In order to determine whether a processing activity can be considered to monitor the behaviour of data subjects, it should be ascertained whether natural persons are tracked on the internet including potential subsequent use of personal data processing techniques which consist of profiling a natural person, particularly in order to take decisions concerning her or him or for analysing or predicting her or his personal preferences, behaviours and attitudes.

The EDPB adds their interpretation that

While Recital 24 exclusively relates to the monitoring of a behaviour through the tracking of a person on the internet, the EDPB considers that tracking through other types of network or technology involving personal data processing should also be taken into account

The EDPB gives clear-cut examples of monitoring:

  • Behavioural advertisement
  • Geo-localisation activities, in particular for marketing purposes
  • Online tracking through the use of cookies or other tracking techniques such as fingerprinting
  • Personalised diet and health analytics services online
  • CCTV
  • Market surveys and other behavioural studies based on individual profiles
  • Monitoring or regular reporting on an individual’s health status

There is a potential argument that Pushshift's activities do imply such monitoring, since Pushshift's service makes it possible to search for one user's Reddit comments.

But I think that this argument is a stretch, since Pushshift itself does not make per-user inferences based on this data.
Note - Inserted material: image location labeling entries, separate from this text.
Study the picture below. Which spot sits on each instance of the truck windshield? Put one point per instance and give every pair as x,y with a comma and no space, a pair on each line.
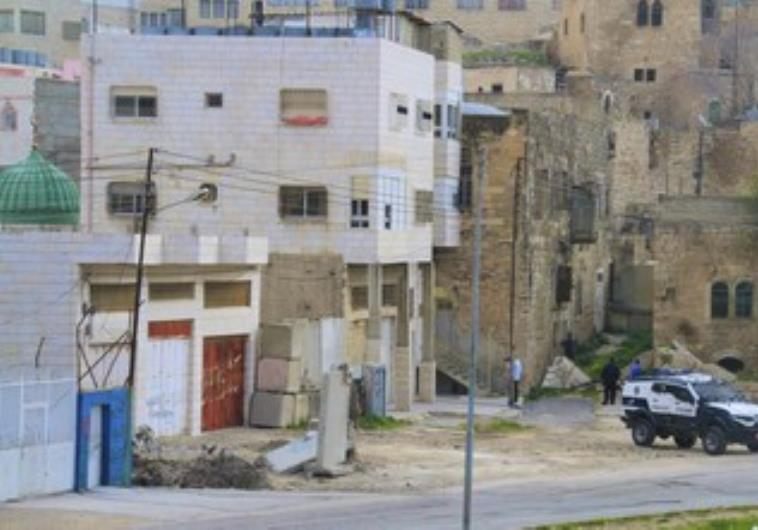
714,391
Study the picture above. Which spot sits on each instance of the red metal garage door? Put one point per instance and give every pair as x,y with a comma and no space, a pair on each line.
223,382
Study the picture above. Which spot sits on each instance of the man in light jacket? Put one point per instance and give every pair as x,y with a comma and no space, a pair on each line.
517,372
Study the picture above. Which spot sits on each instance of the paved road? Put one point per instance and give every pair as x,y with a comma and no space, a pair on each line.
686,484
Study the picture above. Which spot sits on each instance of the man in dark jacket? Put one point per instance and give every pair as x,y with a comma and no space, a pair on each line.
610,376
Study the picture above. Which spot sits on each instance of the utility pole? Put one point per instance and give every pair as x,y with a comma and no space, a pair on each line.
146,210
476,269
736,65
92,61
514,237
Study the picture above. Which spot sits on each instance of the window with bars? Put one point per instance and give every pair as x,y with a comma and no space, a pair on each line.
438,121
541,193
232,9
359,297
72,30
219,8
8,117
214,100
560,192
128,198
424,206
643,13
453,121
7,21
134,102
398,112
174,17
656,14
32,22
300,202
389,295
205,8
563,284
719,300
583,213
171,291
359,213
226,294
424,116
511,5
466,182
743,300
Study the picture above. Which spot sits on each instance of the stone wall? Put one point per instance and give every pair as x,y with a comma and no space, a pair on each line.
690,257
303,286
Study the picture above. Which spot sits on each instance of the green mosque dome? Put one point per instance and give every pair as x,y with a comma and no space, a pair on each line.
35,191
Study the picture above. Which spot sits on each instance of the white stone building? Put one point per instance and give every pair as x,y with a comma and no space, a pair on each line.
65,317
324,145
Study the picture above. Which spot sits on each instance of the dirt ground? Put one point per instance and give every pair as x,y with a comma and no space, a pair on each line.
428,454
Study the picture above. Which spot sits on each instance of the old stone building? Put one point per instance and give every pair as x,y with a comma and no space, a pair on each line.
696,270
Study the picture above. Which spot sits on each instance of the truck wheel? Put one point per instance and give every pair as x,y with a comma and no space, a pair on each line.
685,441
714,441
643,433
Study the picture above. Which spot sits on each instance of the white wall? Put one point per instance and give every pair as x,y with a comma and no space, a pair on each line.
19,92
359,75
41,291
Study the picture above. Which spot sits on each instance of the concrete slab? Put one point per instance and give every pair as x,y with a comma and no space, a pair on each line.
272,410
278,375
282,341
335,404
295,454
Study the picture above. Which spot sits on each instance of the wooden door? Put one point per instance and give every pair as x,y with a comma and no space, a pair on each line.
223,382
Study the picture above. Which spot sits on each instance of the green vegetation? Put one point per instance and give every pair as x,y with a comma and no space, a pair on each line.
592,364
497,426
743,518
537,393
381,423
519,57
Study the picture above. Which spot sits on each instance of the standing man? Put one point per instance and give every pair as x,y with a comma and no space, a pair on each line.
635,370
517,371
610,376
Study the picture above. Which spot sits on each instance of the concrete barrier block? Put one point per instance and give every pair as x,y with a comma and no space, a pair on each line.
281,341
273,410
278,375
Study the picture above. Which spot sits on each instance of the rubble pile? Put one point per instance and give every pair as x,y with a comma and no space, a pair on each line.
564,374
677,356
214,469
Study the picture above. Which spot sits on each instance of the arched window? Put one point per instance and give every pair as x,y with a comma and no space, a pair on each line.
708,9
743,300
642,13
656,18
719,300
8,118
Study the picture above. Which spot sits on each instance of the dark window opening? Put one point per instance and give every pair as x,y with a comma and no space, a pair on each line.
656,16
214,100
743,296
719,300
642,13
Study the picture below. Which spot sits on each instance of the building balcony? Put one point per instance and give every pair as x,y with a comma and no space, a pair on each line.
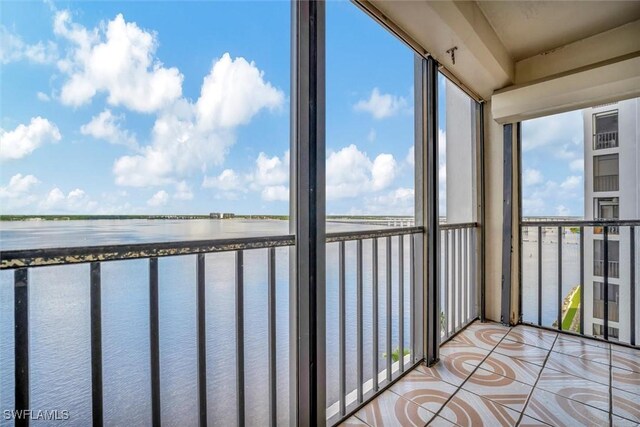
493,375
605,140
Pushshift merely takes the Reddit data and indexes it. Yes, that is processing of personal data as defined by the GDPR, but it does not seem to be “monitoring” within the meaning of the GDPR. Thus, I think it is unlikely that Pushshift is subject to GDPR per Art 3(2)(b).


For GDPR to apply, one of the cases in Art 3 GDPR must be fulfilled. Art 3(1) does not apply due to the services location. Per the above analysis, Art 3(2)(a) is very unlikely to apply since there is no evidence of an intention to offer the service to people in the EU. The Art 3(2)(b) monitoring criterion is more interesting, but after looking at the relevant factors it too is unlikely to apply to Pushshift's actual service.

Thus, it is likely that Pushshift is indeed free from GDPR compliance concerns, which means not having to provide a privacy notice, not having to determine an appropriate legal basis, and not having to fulfill data subject requests such as when they try to invoke a right to be forgotten.

  • Thank you very much for the extensive reply. So are you saying that if I have a service that is subject to GDPR, and fully compliant to GDPR, delete data on request, etc, but I make another service in the USA that simply scraps all the data and keeps it, it won't be subject to GDPR and therefore I have a loophole here as a way to keep all the data from EU users anyway?
    – GDPR
    Sep 27, 2022 at 13:08
  • 1
    @GDPR Location of the data controller matters. If you run a US service but actually manage it from EU, GDPR still applies per Art 3(1). If you're not from the EU, then we'd have to re-run this Art 3(2) analysis with the specific facts. It is possible that some of your activities are subject to GDPR, while others are not – Google is an example of this. Can't do that analysis without specific facts though (why is data collected, published, and self-scraped by the same entity?). It is best to think about GDPR as covering processing activities, not persons, entities, or data.